Tuesday 12pm, 23 April 2019
Life-Affirming Biosensing in Public: Sounding Heartbeats on a Red Bench; Managing Messes in Computational Notebooks
Noura Howell and Andrew Head
Graduate Student - UC Berkeley
Life-Affirming Biosensing in Public: Sounding Heartbeats on a Red Bench Authors: Noura Howell (presenting), Greg Niemeyer, Kimiko Ryokai
`Smart city' narratives herald promises of IoT data-driven innovations leveraging biosensing technologies. We argue these prevalent narratives often overlook a potential benefit of city living: affirmation. We designed the Heart Sounds Bench, which amplifies the heart sounds of those sitting on it. We outline our design intent to invite rest, reflection, and recognition of others' lives in public space. We share results from a pilot study of 19 participants. Participants expressed feeling connected to a shared life energy including others and the environment, and described heart sounds as feeling intimate yet anonymous. Finally, we elaborate the concept of life-affirmation in terms of recognition of others' lives, feeling connection, and respecting difference with opacity, as a way of helping 'smart city' designs embrace a multiplicity of desires.

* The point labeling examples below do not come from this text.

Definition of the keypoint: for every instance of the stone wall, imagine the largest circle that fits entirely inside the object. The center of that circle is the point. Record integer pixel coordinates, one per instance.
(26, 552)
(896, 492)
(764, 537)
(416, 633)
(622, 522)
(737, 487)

Managing Messes in Computational Notebooks Andrew Head (presenting), Fred Hohman, Titus Barik, Steven M. Drucker, and Robert DeLine
Data analysts use computational notebooks to write code for analyzing and visualizing data. Notebooks help analysts iteratively write analysis code by letting them interleave code with output, and selectively execute cells. However, as analysis progresses, analysts leave behind old code and outputs, and overwrite important code, producing cluttered and inconsistent notebooks. In this talk, I will introduce code gathering tools, extensions to computational notebooks that help analysts find, clean, recover, and compare versions of code in cluttered, inconsistent notebooks. The tools archive all versions of code outputs, allowing analysts to review these versions and recover the subsets of code that produced them. These subsets can serve as succinct summaries of analysis activity or starting points for new analyses. In a qualitative usability study, 12 professional analysts found the tools useful for cleaning notebooks and writing analysis code, and discovered new ways to use them, like generating personal documentation and lightweight versioning.
This is a double header CHI presentation preview session, featuring UC Berkeley graduate students Noura Howell and Andrew Head.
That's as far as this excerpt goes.